26/01/2015
Políticas públicas envolvendo o esporte nunca tiveram a devida atenção por parte da classe política.
Não existe nada mais fácil que produzir atletas de elite no país, e prova disto pode ser confirmada por alguns esforços de instituições particulares, o caso da Universidade Gama Filho, da Xerox na Mangueira, do Bingo Arpoador, do Pão de Açúcar, por exemplo, todos estes, salvo engano, conseguindo levar atletas a uma Olimpíada. Imagino que a maioria destes tenha parado no meio do caminho por diversos motivos, um deles, certamente, a falta de incentivo por parte do Estado.

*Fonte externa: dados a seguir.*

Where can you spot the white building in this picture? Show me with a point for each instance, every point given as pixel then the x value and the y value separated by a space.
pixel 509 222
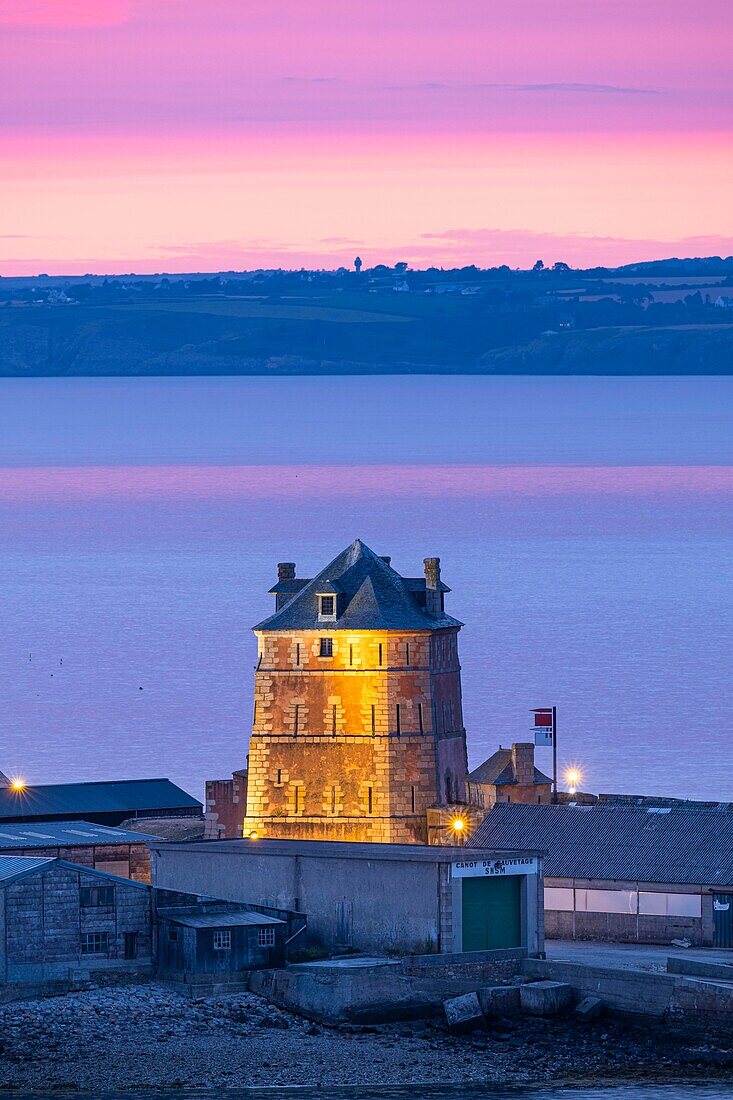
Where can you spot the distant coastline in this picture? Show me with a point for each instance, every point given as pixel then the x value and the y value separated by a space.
pixel 656 318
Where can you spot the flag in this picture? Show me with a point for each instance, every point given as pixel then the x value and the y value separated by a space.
pixel 544 728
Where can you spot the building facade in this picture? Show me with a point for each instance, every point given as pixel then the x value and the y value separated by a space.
pixel 358 724
pixel 58 920
pixel 373 898
pixel 627 873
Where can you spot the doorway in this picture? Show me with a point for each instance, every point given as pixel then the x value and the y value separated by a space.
pixel 491 913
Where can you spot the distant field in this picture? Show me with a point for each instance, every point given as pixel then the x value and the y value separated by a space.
pixel 285 310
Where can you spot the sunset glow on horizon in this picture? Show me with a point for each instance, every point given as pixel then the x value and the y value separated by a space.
pixel 192 135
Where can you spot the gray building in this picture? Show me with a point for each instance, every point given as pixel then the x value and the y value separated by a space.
pixel 115 850
pixel 373 897
pixel 627 873
pixel 219 942
pixel 57 920
pixel 104 803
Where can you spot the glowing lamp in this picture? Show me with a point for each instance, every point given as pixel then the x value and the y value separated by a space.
pixel 573 777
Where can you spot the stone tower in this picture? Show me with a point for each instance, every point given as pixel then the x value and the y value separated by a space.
pixel 358 726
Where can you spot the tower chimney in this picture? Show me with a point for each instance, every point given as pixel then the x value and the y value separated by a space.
pixel 433 593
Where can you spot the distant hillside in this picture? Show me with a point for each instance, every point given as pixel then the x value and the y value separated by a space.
pixel 385 320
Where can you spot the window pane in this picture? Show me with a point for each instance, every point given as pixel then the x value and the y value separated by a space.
pixel 558 898
pixel 663 904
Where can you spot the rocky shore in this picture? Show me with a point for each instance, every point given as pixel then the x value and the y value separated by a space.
pixel 142 1035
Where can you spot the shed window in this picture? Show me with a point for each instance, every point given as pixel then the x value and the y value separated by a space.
pixel 652 903
pixel 95 943
pixel 91 897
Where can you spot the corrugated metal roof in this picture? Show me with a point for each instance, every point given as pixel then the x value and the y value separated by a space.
pixel 66 834
pixel 80 799
pixel 616 843
pixel 15 867
pixel 222 920
pixel 375 597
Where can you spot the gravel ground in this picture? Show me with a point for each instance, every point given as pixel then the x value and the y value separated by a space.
pixel 141 1035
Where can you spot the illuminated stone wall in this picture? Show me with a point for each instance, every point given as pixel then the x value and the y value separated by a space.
pixel 358 745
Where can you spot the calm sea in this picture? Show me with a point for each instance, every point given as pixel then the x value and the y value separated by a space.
pixel 583 525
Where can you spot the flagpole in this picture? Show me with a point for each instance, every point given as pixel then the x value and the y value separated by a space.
pixel 554 754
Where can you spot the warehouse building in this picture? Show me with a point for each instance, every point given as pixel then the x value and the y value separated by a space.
pixel 62 924
pixel 373 898
pixel 627 873
pixel 113 850
pixel 104 803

O esporte é um excelente mecanismo de propaganda governamental, pois demonstra saúde e bem estar de uma população, tanto que alguns países dedicam enorme atenção à prática esportiva de seus cidadãos, e daí para as medalhas olímpicas é um pulo.
Por aqui, com 190 milhões de habitantes, medalhas olímpicas teriam que ser algo trivial. Qualquer município que tenha, por hipótese, trinta mil alunos na rede pública de ensino, ao promover a prática diária de esportes olímpicos para todos eles, pode imaginar que 5% deles, 1500 alunos, se interessem por determinado esporte e, deste grupo, 3% deles, 45, podem vir a ser esportistas de competição, logo, porque não um ou dois em nível olímpico? Agora, basta multiplicar isto por não sei quantos municípios e teremos inúmeros atletas de elite a nos representar.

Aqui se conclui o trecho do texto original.